I have seen that an ever-growing percentage of overall Db2 for z/OS workloads - and a really big percentage of new Db2-accessing application workloads - involve Db2 access via the distributed data facility. This, combined with the increasing processing capacity delivered by new generations of IBM Z servers, plus DDF-related performance features such as high-performance DBATs and the SMT2 mode in which zIIP engines can operate, add up to substantial growth in DDF transaction volumes at many Db2 for z/OS sites (the organization with the DDF transaction rate in excess of 3000 per second for a Db2 subsystem runs the zIIP engines in the associated z/OS LPAR in SMT2 mode). DDF transaction rates are likely to get a further boost as companies take advantage of Db2's built-in REST interface, since that interface provides a second path to the Db2 distributed data facility (the other path being the SQL path which could also be called the DRDA path - more on that in the next entry I'll post to this blog).

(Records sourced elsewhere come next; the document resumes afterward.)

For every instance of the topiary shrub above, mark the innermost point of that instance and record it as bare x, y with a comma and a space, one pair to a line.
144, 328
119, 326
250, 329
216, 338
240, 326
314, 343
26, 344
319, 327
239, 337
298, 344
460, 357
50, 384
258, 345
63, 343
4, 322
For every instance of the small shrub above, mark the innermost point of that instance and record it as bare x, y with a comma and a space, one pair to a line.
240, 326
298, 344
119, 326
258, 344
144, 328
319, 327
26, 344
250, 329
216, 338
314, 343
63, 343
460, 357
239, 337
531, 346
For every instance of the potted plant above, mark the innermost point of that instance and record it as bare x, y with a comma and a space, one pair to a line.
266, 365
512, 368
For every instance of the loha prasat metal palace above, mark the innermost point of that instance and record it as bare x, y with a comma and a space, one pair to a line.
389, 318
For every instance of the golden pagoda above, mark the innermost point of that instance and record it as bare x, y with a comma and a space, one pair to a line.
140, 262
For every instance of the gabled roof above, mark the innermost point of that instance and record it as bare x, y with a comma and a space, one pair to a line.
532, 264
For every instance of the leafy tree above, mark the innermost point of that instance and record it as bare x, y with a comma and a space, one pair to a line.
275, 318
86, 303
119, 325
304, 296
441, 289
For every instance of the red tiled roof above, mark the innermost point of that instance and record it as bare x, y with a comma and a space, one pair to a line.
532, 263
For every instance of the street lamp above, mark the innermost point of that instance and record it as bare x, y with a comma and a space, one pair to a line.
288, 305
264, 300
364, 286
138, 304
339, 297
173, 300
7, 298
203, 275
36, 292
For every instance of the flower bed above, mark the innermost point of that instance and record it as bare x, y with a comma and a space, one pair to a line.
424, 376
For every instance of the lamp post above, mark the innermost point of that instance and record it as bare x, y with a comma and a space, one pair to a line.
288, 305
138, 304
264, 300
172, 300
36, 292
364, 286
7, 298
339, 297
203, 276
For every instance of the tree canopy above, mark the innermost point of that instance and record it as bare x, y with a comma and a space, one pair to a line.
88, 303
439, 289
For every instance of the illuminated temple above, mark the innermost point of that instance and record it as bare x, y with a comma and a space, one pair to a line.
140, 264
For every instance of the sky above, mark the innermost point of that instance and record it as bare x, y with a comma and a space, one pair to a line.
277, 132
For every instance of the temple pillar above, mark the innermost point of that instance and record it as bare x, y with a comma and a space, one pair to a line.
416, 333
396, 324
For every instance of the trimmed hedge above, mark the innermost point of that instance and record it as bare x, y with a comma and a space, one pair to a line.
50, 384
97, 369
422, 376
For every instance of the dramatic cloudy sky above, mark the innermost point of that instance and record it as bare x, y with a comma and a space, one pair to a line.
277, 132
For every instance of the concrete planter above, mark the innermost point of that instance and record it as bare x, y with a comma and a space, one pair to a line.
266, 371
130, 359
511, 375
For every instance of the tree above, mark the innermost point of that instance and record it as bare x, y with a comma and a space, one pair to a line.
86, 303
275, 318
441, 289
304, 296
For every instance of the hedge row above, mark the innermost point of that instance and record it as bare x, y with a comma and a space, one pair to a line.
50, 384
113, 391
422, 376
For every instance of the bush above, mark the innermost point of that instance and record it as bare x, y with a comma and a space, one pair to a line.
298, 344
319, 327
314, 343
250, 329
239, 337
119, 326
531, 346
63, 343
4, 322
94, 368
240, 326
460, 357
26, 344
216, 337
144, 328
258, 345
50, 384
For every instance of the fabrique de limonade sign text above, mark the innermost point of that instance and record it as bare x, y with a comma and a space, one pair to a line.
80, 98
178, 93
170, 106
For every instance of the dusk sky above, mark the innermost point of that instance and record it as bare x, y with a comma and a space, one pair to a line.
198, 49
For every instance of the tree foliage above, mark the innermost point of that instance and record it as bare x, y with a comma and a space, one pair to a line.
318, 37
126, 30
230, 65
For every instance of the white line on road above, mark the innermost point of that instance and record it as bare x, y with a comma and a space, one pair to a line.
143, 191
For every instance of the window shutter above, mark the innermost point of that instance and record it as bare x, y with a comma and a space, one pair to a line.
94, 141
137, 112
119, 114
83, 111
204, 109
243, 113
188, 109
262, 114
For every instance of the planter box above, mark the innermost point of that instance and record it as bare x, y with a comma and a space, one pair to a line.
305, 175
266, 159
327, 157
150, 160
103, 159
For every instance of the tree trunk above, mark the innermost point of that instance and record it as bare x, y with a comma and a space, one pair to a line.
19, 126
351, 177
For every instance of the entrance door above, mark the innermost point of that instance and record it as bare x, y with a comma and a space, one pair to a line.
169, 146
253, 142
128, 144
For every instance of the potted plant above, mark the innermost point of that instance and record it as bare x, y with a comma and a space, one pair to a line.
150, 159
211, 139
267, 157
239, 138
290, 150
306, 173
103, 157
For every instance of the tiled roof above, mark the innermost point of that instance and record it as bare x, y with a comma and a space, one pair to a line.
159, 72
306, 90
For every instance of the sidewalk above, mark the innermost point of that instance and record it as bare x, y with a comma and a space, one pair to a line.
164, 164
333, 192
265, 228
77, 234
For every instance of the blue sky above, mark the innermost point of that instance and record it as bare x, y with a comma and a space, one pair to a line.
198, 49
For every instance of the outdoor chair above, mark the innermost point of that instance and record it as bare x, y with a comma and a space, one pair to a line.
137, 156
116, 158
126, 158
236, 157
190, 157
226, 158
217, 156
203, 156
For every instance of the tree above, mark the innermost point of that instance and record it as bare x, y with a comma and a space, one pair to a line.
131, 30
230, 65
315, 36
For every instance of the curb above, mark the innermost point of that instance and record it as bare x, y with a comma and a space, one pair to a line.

Big is likely to get bigger

These upward trends, regarding Db2 buffer pool configuration sizes and DDF transaction volumes, are two that I like to see. The former reflects growing recognition that large IBM Z server real storage resources can be very effectively leveraged to turbocharge Db2 application performance, and the latter shows that Db2 for z/OS is an increasingly popular choice as the data server for modern, multi-tiered, client-server applications that access data through standard interfaces (e.g., JDBC, ODBC, ADO.NET, REST). How big will Db2 buffer pool configurations get in the years to come? How high will DDF transaction rates go? We'll see. My take is that big - even really big - is going to get a lot bigger still.